Are they right that democratizing something requires that you completely abandon a large portion of your users as the product becomes so simple a two-year-old could use it (and alas, no one else)? Or is that just an artifact of ravening capitalism as currently practiced?

My contention is that it is even deeper than that.

I’ve strayed far from the topic and it’s admittedly not well-developed even in my own mind, but what I’m arguing is that the reasons cited for poor and non-customizable user interfaces are spurious, not justified by the usually-cited pseudo-capitalist reasoning of lack of resources or money.

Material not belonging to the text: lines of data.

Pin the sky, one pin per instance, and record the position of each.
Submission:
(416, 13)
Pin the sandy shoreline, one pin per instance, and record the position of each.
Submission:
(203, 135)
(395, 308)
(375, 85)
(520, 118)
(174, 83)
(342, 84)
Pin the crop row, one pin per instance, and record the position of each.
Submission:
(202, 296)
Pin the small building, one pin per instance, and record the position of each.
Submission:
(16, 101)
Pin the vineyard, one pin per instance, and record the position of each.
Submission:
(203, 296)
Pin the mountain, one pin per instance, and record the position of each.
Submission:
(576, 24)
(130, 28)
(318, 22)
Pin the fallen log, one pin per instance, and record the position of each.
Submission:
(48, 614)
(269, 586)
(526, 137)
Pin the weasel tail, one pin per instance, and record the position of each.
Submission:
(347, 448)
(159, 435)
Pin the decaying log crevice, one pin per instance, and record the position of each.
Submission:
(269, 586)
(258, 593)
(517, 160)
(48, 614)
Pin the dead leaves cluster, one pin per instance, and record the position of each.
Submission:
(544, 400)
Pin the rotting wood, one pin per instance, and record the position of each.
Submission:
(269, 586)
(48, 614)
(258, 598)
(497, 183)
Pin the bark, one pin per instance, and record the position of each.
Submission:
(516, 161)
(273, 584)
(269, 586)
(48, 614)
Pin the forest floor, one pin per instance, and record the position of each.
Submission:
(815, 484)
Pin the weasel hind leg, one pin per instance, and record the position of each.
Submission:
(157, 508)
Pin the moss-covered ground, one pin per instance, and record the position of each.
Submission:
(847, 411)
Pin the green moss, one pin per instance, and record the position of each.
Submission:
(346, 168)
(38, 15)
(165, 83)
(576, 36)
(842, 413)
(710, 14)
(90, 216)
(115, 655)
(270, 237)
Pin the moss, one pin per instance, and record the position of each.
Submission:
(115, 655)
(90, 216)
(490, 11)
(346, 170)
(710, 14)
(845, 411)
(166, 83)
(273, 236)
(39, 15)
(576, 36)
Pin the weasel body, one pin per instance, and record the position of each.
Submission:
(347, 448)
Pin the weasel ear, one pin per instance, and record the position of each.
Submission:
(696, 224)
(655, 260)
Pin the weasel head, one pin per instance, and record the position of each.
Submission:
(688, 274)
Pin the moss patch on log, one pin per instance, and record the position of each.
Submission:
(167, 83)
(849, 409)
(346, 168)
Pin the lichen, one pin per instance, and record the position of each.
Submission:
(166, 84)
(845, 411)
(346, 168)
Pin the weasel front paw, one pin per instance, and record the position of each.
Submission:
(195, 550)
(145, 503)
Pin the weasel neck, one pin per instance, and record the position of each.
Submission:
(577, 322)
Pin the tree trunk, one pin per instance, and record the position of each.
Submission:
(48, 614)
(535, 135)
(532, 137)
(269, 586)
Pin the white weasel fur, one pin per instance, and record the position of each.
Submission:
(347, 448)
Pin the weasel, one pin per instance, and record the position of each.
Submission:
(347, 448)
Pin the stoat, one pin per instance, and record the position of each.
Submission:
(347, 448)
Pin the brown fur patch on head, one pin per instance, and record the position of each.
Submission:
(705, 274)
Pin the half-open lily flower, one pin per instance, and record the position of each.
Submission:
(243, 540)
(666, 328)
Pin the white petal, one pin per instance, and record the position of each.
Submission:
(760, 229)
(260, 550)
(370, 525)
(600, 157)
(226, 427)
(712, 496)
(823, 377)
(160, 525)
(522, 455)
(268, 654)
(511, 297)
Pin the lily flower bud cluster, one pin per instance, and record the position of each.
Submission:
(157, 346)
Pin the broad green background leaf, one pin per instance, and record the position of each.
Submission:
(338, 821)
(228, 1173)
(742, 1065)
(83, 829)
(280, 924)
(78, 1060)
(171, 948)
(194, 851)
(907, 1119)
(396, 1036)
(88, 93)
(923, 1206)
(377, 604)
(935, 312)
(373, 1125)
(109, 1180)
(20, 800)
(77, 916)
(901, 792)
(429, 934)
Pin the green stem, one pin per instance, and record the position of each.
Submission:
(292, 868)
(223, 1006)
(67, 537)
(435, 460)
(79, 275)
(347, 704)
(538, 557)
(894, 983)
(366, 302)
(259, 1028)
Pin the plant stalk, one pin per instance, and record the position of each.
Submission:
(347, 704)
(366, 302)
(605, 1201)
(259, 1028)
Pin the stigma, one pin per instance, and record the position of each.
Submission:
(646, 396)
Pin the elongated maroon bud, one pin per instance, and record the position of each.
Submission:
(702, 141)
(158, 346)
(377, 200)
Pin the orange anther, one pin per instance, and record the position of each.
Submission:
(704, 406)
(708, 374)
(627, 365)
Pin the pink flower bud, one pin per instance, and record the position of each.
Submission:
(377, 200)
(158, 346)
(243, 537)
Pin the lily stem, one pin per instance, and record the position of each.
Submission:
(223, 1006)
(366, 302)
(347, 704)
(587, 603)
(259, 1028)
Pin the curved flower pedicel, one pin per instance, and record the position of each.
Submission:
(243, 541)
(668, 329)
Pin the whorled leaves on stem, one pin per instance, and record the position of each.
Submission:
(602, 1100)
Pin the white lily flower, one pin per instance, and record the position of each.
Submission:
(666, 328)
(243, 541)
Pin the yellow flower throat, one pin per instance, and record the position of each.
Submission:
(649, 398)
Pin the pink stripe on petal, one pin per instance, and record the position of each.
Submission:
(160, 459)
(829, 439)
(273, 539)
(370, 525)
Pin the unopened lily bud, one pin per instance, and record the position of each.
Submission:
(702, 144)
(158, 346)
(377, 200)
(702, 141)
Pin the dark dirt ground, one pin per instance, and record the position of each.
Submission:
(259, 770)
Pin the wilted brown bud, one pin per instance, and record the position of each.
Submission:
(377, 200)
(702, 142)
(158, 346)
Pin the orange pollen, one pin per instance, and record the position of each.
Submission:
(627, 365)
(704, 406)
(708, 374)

These justifications fail because in most cases, it requires more resources — both developer time and company money — to jerk out features and to suppress discussion of this decision than it does just to leave them in.

Second, as features are removed in most cases the project declines or is rejected (see Windows 8 and Mozilla Firefox for recent examples). So the “reasons” for making user-harmful changes are transparent and phony even by the transgressors’ own standards of evidence.

So just capitalism and the desire for profit cannot explain it. One must look deeper. And that’s what I’m attempting to do.

If there is not a sociology of failure, I intend to start one.